According to the Aviation Safety Network, of aircraft carrying more than 14 passengers and excluding sabotage, hijacking, and military accidents, in 2014 there were 20 crashes accounting for 692 fatalities – one of the lowest accident rates on record, even if the number of casualties is up on recent years, the highest since 2010.
So why do we think the opposite? Roughly one-third of passengers are what the industry calls “nervous flyers”, who tend to assume the worst. The academics suggest that individuals either dampen or amplify risk signals. Some find the thought of not being in control unnerving, others are content to trust the unknown strangers – pilots, controllers, dispatchers, loaders, fuellers, engineers, regulators – who make it possible. Trust issues induce negativity. The tone of post-disaster newspaper headlines, especially those in many tabloids, border on alarmist. Such hyperbole is also capable of influencing some people.
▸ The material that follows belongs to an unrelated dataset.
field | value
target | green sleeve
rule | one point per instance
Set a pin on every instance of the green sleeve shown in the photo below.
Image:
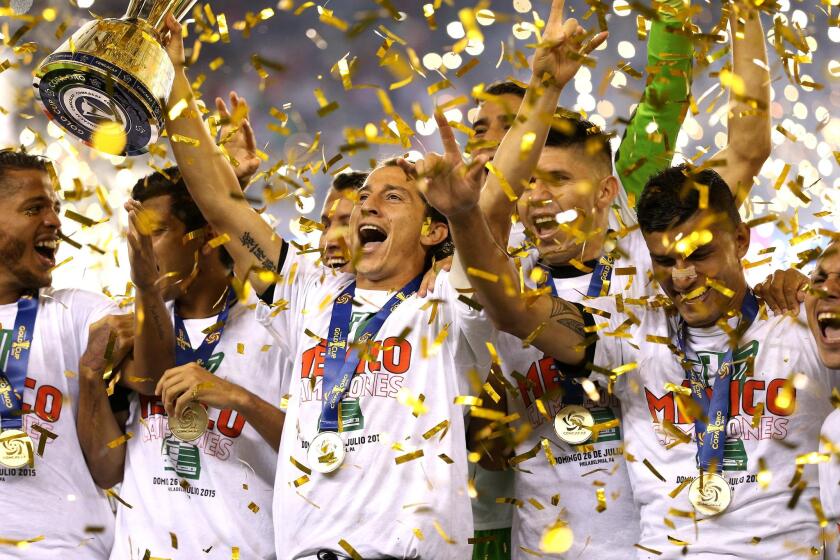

It’s true that flying is not without risk: flying several hundred people tens of thousands of feet above the earth at close to the speed of sound in an environment subject to turbulence and low temperatures (-55°C) in a pressurised aluminium tube packed with fuel and potential ignition sources simply cannot be without risk. Fortunately, thanks to the superhuman efforts of those working at the daily grind of commercial aviation, flying is remarkably safe.
Following the September 11 attacks in 2001, many Americans stopped flying. This switch to terra firma produced a spike in transport-related deaths. Why? Because flying is safer than almost every other mode of transportation. Had the defectors stuck with aviation there would have been fewer deaths. Ironic. By far and away the most risky form of transport is by motorcycle, which is more than 3,000 times more deadly than flying. Travelling in a car or truck is about 100 times more dangerous, while taking the train is twice as deadly as flying.
Clearly, failing to perceive where the real risk lies, or misconceiving risk where there is none, can have deadly consequences. It is not flying that kills, but fear of flying.